In a surprise move the representative of the Supreme Constitutional Court opted to boycott Tuesday's meeting, arguing that "in the absence of any consensus participation is redundant".
FJP leaders responded by insisting that as the majority parliamentary party they had every right to maintain an upper hand and not give way to "minority dictatorship". Ahmed Fahmi, FJP chairman of Shura Council, defended the composition of the constituent assembly by pointing out that it includes seven women, 10 clerics from Al-Azhar University, eight Copts, 28 constitutional law professors, 10 intellectuals, 10 young people, seven representatives from professional syndicates and 30 university professors. He stressed that the chairmen of non-Islamist parties such as Ayman Nour, Mohamed Anwar El-Sadat and Mohamed El-Sawy had also been included alongside Emad Abdel-Ghafour, chairman of the Salafist Nour Party; Abul-Ela Madi, chairman of the Wasat Party, and Madi's deputy Essam Sultan.

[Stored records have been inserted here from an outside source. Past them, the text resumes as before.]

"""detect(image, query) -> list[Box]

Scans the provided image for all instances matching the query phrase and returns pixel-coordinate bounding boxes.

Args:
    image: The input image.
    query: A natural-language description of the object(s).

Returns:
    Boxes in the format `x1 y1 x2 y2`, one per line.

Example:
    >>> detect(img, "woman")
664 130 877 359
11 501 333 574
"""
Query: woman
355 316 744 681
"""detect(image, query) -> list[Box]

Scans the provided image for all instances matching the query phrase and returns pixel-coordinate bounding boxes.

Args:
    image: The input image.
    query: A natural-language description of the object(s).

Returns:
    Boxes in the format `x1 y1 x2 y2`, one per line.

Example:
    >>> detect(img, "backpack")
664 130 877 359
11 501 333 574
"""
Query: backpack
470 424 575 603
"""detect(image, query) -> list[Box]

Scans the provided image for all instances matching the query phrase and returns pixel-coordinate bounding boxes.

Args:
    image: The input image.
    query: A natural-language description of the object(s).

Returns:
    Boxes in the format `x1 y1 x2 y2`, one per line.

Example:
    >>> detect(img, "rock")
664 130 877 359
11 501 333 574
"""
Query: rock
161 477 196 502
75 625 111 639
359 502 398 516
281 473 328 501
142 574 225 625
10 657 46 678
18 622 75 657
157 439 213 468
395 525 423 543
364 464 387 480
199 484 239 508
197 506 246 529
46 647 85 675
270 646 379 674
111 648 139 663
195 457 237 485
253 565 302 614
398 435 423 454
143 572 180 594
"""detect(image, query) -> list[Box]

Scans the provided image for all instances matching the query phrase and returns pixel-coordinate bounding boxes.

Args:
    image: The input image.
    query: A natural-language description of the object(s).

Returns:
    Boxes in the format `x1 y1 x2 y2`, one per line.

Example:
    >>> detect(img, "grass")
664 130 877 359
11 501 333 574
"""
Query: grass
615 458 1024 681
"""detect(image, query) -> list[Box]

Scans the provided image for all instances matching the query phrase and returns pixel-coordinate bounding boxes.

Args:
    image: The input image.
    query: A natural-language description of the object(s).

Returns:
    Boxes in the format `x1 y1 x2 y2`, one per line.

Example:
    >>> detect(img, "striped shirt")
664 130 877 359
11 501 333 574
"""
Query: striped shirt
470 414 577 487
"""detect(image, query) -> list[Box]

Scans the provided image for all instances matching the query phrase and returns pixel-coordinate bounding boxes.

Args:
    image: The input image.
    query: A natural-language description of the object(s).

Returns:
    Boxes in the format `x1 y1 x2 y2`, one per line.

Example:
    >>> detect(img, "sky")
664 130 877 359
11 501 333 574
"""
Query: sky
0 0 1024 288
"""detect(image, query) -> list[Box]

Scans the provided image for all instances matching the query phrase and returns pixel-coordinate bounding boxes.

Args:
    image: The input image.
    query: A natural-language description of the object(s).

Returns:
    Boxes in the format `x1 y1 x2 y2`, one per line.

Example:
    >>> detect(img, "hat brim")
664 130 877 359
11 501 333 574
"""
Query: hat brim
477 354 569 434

Fahmi's figures did little to assuage concerns that 60 of the assembly's 100 members either belong to Islamist movements or have strong ties to them. The figure becomes even more worrying for non-Islamists given the maths. On Monday the FJP and Nour Party used their parliamentary majority to force through a law regulating the work of the constitution-drafting assembly, Article 5 of which stipulates that 57 members of the constituent assembly is the minimum required for any article of the constitution to be approved. The 11-article law also seeks to place the assembly beyond judicial appeals.
The law stipulates that a secretariat be formed to support the activities of the assembly and administer the financial and organisational aspects of its work once parliament endorses a budget and that the drafting of the constitution will be completed via hearing sessions to which non-member experts will be welcome to contribute.
More than 500 nominees applied to join the assembly. Among those who succeeded are the Supreme Council of the Armed Forces (SCAF) legal adviser Mamdouh Shahin, former presidential candidate Amr Moussa, chairman of the Syndicate of Lawyers Sameh Ashour, Minister of Justice Adel Abdel-Hamid, former chairman of the Police Academy Emad Hussein (serving as the Ministry of Interior representative) and Nasr Farid Wassel (an Al-Azhar representative).
The newly born assembly might face the same fate as its predecessor. The High Administrative Court suspended the constituent assembly on 10 April after finding in favour of a lawsuit challenging the constitutionality of the assembly's formation on the grounds that it was unrepresentative.
SCAF has said that should attempts to finalise the constituent assembly fail it will promulgate an annex to the Constitutional Declaration.